The present invention relates generally to propellant manufacture and in particular to an extrusion process for manufacturing crosslinked composite propellants.
Composite propellants consist of suspensions of crystalline oxidizers and metallic fuel in a polymeric binder. Additional ingredients, e.g., plasticizers, curing agents, stabilizers, burning-rate additives, and catalysts are also included in composite propellant formulations. The binder possesses terminal groups which crosslink with the crosslinking agent. Such a binder has good resistance to deformation during long storage.
The traditional method of manufacturing crosslinked composite propellants is by casting. With the cast method, the propellant mixture is introduced into a mold or a rocket motor where the mixture is cured by mild heating. This method is a batch operation and has all the disadvantages of a batch operation. Also if the propellant is cured in a rocket motor, extensive preparations are required before the propellant is introduced. On the other hand, curing the propellant in a mold characteristically requires large expenditures for tooling. For example in practical manufacturing one cast propellant, 48 molds were required.

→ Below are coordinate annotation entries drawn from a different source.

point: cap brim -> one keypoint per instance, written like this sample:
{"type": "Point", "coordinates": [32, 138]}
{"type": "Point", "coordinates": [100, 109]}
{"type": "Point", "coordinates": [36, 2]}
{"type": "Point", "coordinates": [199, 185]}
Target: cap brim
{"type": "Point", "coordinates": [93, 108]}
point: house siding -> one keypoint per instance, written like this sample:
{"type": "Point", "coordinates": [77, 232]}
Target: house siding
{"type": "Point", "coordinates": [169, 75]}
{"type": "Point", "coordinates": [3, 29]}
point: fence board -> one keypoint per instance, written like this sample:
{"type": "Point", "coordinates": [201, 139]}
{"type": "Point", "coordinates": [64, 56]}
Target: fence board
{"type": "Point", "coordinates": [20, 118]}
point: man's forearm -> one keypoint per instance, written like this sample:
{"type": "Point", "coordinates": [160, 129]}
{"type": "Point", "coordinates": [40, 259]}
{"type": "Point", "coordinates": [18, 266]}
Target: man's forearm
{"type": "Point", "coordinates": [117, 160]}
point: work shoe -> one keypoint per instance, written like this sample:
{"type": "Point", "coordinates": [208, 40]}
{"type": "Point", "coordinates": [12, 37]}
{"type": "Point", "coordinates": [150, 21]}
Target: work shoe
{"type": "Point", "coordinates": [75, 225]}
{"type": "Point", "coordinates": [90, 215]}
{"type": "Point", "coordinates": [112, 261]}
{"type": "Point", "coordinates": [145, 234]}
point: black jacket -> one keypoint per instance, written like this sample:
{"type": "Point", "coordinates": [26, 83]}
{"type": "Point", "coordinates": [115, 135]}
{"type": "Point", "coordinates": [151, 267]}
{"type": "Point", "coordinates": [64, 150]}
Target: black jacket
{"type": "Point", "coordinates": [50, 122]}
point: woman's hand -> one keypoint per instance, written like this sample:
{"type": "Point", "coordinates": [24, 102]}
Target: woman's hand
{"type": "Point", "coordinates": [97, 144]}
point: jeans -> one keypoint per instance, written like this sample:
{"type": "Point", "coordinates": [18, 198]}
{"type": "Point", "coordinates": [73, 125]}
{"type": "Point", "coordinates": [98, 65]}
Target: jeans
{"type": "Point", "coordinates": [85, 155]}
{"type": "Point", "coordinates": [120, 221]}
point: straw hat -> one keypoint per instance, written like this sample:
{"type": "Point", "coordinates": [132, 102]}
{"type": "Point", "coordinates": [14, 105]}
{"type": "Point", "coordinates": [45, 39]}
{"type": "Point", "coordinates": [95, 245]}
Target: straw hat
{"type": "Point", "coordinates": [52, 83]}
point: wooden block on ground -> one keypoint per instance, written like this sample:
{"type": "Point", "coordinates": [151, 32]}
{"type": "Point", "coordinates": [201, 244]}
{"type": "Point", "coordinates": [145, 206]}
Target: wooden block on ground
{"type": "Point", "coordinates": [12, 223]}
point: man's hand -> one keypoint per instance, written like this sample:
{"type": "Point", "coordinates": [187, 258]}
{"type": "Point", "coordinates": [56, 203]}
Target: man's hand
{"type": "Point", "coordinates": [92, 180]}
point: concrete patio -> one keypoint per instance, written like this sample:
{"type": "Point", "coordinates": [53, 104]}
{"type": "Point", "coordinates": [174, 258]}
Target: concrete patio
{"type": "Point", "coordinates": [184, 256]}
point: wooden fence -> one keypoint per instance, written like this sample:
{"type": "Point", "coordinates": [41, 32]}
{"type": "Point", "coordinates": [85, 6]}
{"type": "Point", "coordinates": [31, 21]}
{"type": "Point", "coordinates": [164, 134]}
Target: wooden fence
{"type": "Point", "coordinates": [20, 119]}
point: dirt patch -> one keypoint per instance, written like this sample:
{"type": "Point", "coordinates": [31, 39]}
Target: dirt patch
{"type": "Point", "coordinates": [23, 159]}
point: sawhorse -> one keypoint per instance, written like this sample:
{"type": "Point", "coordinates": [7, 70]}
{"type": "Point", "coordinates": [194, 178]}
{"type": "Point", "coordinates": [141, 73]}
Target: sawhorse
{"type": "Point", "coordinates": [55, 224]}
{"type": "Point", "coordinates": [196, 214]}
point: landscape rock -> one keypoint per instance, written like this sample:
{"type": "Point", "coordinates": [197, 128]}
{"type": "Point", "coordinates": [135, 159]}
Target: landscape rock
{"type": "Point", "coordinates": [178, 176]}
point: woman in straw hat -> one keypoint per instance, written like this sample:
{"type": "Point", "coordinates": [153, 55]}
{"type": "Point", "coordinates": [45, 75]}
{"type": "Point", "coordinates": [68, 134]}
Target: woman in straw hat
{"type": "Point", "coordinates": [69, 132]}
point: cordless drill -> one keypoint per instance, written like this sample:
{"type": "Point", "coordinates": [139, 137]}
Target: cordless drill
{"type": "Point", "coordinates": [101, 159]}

Further there is a problem with the cured propellant releasing from the mold without damaging the outer surface of the molded propellant. The amount of heat being applied to the propellant mixture is crucial. There must be enough heat to ensure a complete cure throughout the propellant mixture without any degradative overcure of the exterior portion of the grains. Thus it is necessary to avoid excessively high cure temperatures and to avoid holding the cure temperature for too long a period of time. Safety is another problem with the cast method. It is not possible as with extrusion to shape the propellant by remote control in an isolated place. These problems are particularly acute for large grain propellants, i.e., propellants with a diameter of 6 inches or greater.
Because of the disadvantages associated with the cast method, there is interest in finding an alternative for manufacturing crosslinked composite propellants. Some success has been achieved with extrusion, but only with small grains, plastisol composite propellants or utilizing high temperature extrusion. Attempts at extruding crosslinked composite propellants into large grains and/or with high solids propellant loading has been unsuccessful because the propellant became too viscous for extrusion, or the propellant experienced degradation in the extrusion press, or the extruded product would not retain its shape upon handling. The last problem is often referred to as slumping.